Носильщик покачал головой:
— Бригадир-то уж точно заметит.
— Я дам еще двадцать, для него.
— Бригадир не пойдет на это, слишком большой риск, да и начальник может узнать.
Мисс Уоррен открыла сумочку и принялась считать деньги. Над ее головой часы пробили половину. Поезд отходил через три минуты, но она ни на секунду не обнаружила свое отчаяние — любое волнение отпугнет этого человека.
— Восемьдесят марок, а бригадиру дайте сколько хотите. Вас не будет всего лишь десять минут.
— Очень уж рискованное дело, — сказал носильщик, но позволил ей втиснуть деньги ему в руку.

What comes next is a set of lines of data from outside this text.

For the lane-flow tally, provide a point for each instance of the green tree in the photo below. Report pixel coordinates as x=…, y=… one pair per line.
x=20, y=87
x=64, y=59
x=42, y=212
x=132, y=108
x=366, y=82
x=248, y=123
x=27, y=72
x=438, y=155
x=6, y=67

— Слушайте внимательно. Пойдете на Кайзер-Вильгеьм-штрассе, тридцать три. Найдете контору лондонской газеты «Кларион». Там наверняка кто-нибудь есть. Скажите ему, что мисс Уоррен уехала Восточным экспрессом в Вену. Сегодня ночью он не получит интервью, завтра она продиктует его из Вены по телефону. Скажите, что она напала на след важнейшего материала для первой полосы. Теперь повторите. — Пока он, запинаясь, медленно повторял поручение, она не спускала глаз с часов. Час тридцать одна с половиной. — Ладно. Отправляйтесь. Если вы не передадите сообщение до без десяти два, я донесу, что вы берете взятки. — Она усмехнулась со зловещей веселостью, обнажив крупные, квадратные зубы, и побежала к лестнице.
Час тридцать две. Ей показалось, что слышен свисток, и одним прыжком она перескочила через три ступеньки. Поезд уже тронулся, контролер пытался преградить ей дорогу, но она оттолкнула его в сторону и крикнула через плечо: «Удостоверение». Последние вагоны третьего класса скользили мимо, набирая скорость. «Господи, я брошу пить», — думала она. Потом схватилась рукой за поручень двери последнего вагона; какой-то носильщик с криками пытался схватить ее. Долгие десять секунд, сквозь боль, пронизывающую руку, она думала, что ее стащит с платформы под колеса служебного вагона. Ее пугала высокая подножка. «Мне не достать до нее. Еще немного — и мое плечо не выдержит. Лучше сорваться на платформу, с риском получить сотрясение мозга, чем переломать обе ноги. Но какой материал пропадает», — с горечью подумала она и прыгнула. Ее колени достали до ступеньки как раз в тот момент, когда исчез конец платформы. Скрылся последний фонарь, дверь под нажимом ее тела отворилась внутрь, она навзничь упала в коридор. Затем оперлась о стенку, оберегая ушибленное плечо, и подумала с торжествующей и злобной усмешкой: «Потрясающая Мейбл совершает посадку».